Pasal 24
BAB 4 — IURAN PENGUMPULAN/PENGUNDUHAN BENIH DAN ANAKAN
(1) PNBP iuran pengumpulan/pengunduhan benih dan anakan sebagaimana dimaksud dalam Pasal 22 dipungut oleh Pejabat Penagih. (2) Pejabat Penagih sebagaimana dimaksud pada ayat (1), ditetapkan oleh Kepala Dinas Provinsi/Kabupaten/Kota/Kepala UPTD, atau Kepala UPT lingkup Kementerian Kehutanan; (3) Pemungutan PNBP iuran pengumpulan/pengunduhan benih dan anakan sebagaimana dimaksud dalam Pasal 22 didasarkan pada laporan inventarisasi potensi produksi benih/anakan yang ditandatangani oleh pengada benih dan Pengawas Benih atau Petugas yang ditunjuk dengan format laporan sebagaimana Lampiran VI Peraturan ini. (4) Berdasarkan laporan inventarisasi potensi produksi benih/anakan sebagaimana pada ayat (3) Pejabat Penagih menerbitkan Surat Perintah Pembayaran PNBP (SPP-PNBP) sebagai dasar pembayaran PNBP yang terhutang. (5) Dalam hal Pengawas Benih Tanaman Hutan belum ditetapkan, maka laporan inventarisasi potensi produksi benih dapat ditandatangani petugas yang ditunjuk oleh Kepala Dinas/Kepala Balai Pemangku atau Pengelola Kawasan Hutan/Kepala Kesatuan Pengelolaan Hutan. (6) SPP-PNBP iuran pengumpulan/pengunduhan benih dan anakan yang terutang sebagaimana dimaksud pada ayat (3), dibuat rangkap 4 (empat) : a.
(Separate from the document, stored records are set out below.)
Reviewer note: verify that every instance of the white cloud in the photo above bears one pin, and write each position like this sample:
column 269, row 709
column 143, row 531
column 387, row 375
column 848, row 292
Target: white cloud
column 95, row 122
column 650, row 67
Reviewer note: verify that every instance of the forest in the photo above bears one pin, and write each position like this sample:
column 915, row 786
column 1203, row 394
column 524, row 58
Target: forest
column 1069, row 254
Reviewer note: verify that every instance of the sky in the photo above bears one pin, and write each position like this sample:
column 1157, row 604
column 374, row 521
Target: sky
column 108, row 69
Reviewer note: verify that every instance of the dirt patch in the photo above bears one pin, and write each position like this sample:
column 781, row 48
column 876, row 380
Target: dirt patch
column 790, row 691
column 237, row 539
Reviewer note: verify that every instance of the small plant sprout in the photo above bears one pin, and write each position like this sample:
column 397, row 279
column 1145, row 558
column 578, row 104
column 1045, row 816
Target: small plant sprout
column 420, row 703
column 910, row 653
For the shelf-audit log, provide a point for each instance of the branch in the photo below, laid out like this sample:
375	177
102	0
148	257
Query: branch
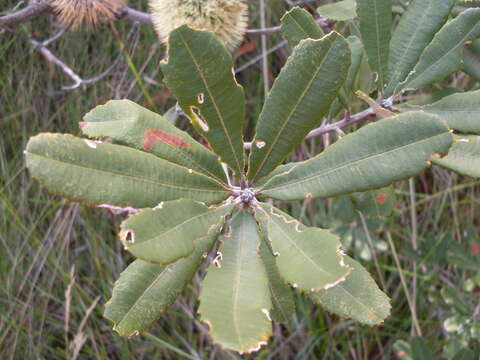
39	7
348	120
33	9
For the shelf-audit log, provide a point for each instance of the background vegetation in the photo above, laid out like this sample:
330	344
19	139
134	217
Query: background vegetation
58	260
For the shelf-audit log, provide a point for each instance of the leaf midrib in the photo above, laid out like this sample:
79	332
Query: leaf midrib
397	72
208	212
178	150
294	109
296	182
217	109
127	176
434	64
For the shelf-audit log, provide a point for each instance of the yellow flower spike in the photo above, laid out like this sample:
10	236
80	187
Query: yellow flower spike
227	19
73	13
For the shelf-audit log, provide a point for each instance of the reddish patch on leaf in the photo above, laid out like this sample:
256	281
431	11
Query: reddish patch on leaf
381	198
476	249
153	135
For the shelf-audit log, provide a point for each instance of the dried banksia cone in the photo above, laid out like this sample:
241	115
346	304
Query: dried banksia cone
227	19
73	13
Lembar kesatu untuk pihak yang mengumpulkan/mengunduh benih dan anakan selaku wajib bayar. b. Lembar Kedua untuk Direktur Jenderal; c. Lembar Ketiga untuk Kepala Dinas/Kepala Balai Pemangku atau Pengelola Kawasan Hutan/Kepala Kesatuan Pengelolaan Hutan.
d. Lembar Keempat untuk arsip pejabat penagih. (7) Format SPP-PNBP Iuran Pengumpulan/Pengunduhan Benih dan Anakan sebagaimana dimaksud pada ayat (7) tercantum dalam Lampiran VII Peraturan ini.